Question 909323
on your first draw, the probability of getting a good bulb is 4/10.
on your second draw, the probability of getting a good bulb is 3/9.
on your third draw, the probability of getting a good bulb is 2/8.


the probability that you will get a good bulb on all 3 draws is therefore equal to 4/10 * 3/9 * 2/8 which is equal to 24/720 which can be simplified to 1/30 which has a decimal equivalent of .033 rounded to 3 decimal places.


you can also look at it as the number of possible ways you can get a good bulb divided by the total possible ways you can get a bulb.


the equation for that is c(4,3) / c(10,3) which is equal to 4 / 120 which is equal to 1/30 again.


note that c(4,3) and 4c3 mean the same thing.
i mention this now because i used the ncx terminology down below when i used the c(n,x) terminology here.

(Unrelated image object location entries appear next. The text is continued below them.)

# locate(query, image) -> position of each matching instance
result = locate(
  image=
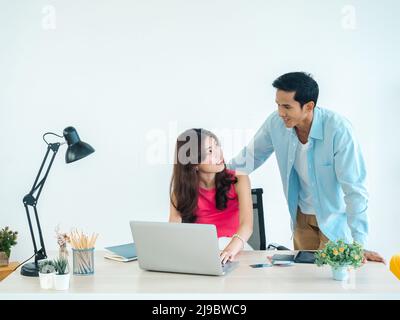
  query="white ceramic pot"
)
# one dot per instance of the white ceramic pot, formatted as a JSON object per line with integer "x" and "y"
{"x": 46, "y": 280}
{"x": 340, "y": 273}
{"x": 61, "y": 281}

c(n,x) is the combination formula of n! / (x! * (n-x)!)


ncx is also the combination formula of n! / (x! * (n-x)!)


when n = 10 and x = 3, this formula becomes 10! / (3! * 7!) which becomes 10*9*8*7! divided by 3! * 7! which becomes 10*9*8 / 3! which becomes 10*9*8 divided by 3*2*1 which becomes 10*3*4 which becomes 120.


similar machinations for when n = 4 and x = 3 results in 4.


you have 2 formula that both point to the same conclusion.


this indicates a fair chance that the solution is good unless you completely misunderstood what the problem is asking you to do.


this can be confirmed with a simple example that the formula is good.


assume 4 bulbs of which 3 are good and 1 is bad.


you want to draw 2 bulbs.


what is the probability that both bulbs will be good.


the formula says that the probability will be 3/4 * 2/3 = 6/12 = 1/2.


the combination formula says that the probability will be (3c2) / (4c2) which is equal to 3/6 which is equal to 1/2.


since the numbers are small, we can see what the possible combinations are:


you have bulbs labeled a, b, c, and d.


a and b and c are good and d is bad.


the total possible of combinations of 2 bulbs from the set of 4 are:


ab
ac
ad
bc
bd
cd


of these possible combinations, ad and bd and cd contain bad bulb d.


that means that you have 3 good sets of 2 and 3 bad sets of 2.


that's a probability of 1/2 that you will get 2 good bulbs from this set of 4.


the logic appears sound and should be able to be applied to the larger problem which is what i did.